Live human brain tissues provide unique opportunities for understanding synaptic transmission. Investigations have been limited to anatomy, electrophysiology, and protein localization-while crucial parameters such as synaptic vesicle dynamics were not visualized. Here we utilize zap-and-freeze time-resolved electron microscopy to overcome this hurdle. First, we validate the approach with acute mouse brain slices to demonstrate that slices can be stimulated to produce calcium signaling. Next, we show that synaptic vesicle endocytosis is induced in both mouse and human brain slices. Crucially, clathrin-free endocytic pits appear immediately next to the active zone, where ultrafast endocytosis normally occurs, and can be trapped at this location by a dynamin inhibitor. In both species a protein essential for ultrafast endocytosis, Dynamin 1xA, localizes to the region peripheral to the active zone, the putative endocytic zone, indicating a possible conserved mechanism between mouse and human. This approach has the potential to reveal dynamic, high-resolution information about synaptic membrane trafficking in intact human brain slices.

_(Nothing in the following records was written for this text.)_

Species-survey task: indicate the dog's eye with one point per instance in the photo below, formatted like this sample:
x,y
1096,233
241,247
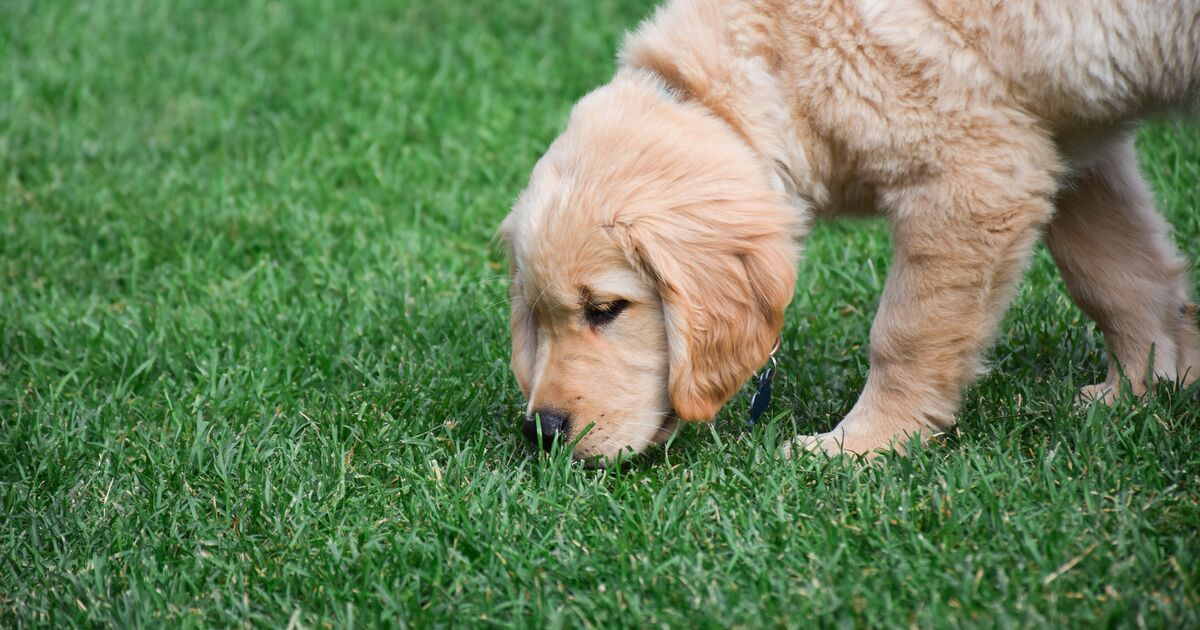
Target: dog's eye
x,y
599,315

Keywords: 2-photon calcium imaging; Dynamin 1xA; cerebellum; cortex; high-pressure freezing; human neocortex; stimulated emission depletion microscopy; synaptic transmission; synaptic vesicle endocytosis; time-resolved electron microscopy; ultrafast endocytosis; zap-and-freeze.

Figure 1.. 2-photon calcium imaging of acute mouse cerebellar slices on the zap board.

(A) Acute mouse cerebellar slices were prepared by sectioning the cerebellar vermis horizontally to produce axons with known orientation. Arrow indicates vibratome cut direction. (B) A zap board enabling electrical stimulation in the Leica EM ICE high-pressure freezer. (C) Overlay image of a 6 mm wide rubber O-ring, two sapphire disks and a Mylar spacer ring in between two sapphire disks. When assembled, a specimen is sandwiched between the two sapphire disks. (D) A schematic showing another view of the assembly holding the slice in the zap board chamber. (E) Horizontal 100 μm cerebellar slice lying between two sapphire discs and a Mylar spacer ring for 2-photon imaging on the zap board. Parallel fibers (PF) from the ascending axons of granule cells (GCs) are in line with the electrical dipoles ((−) to (+)) and were imaged orthogonally in the line-scan mode (arrow, 3° deviated in this example). (F) Zoom-in image of a slice indicating the PFs in the molecular layer (ML), arising from GCs in the granule cell layer (GCL). An arrow depicts the orientation of the line scan. PCL: Purkinje cell layer. (G) Normalized Fura-2, AM signal after a single (1x) and two consecutive (2x, 50 ms apart) stimuli. (H) Polar coordinate plot of normalized Ca²⁺ signal vs. linescan / PF orientation. 0/180° account for PFs lying in line with the electrical dipole, while at 90/270° PFs lie orthogonally to the dipole. Circles indicate Ca²⁺ signal strength. n=25 slices from 4 mice. (I) Plot showing the normalized Ca²⁺ signal versus stimulus duration. Data are presented as mean ± SEM. n=10 slices from 2 mice. (J) Plot showing the normalized peak Ca²⁺ signal versus time after assembling the cerebellar slice in the zap board chamber for one stimulus and three stimuli at 20 Hz. Data are presented as mean ± SEM. n=11 slices from 2 mice (1 stimulus, black markers) and n=13 slices from 3 mice (3 stimuli, blue markers). Stars indicate a significant difference (Mann-Whitney U test, p = 0.02 for 2.5 minutes and p = 0.04 for 3.5 minutes).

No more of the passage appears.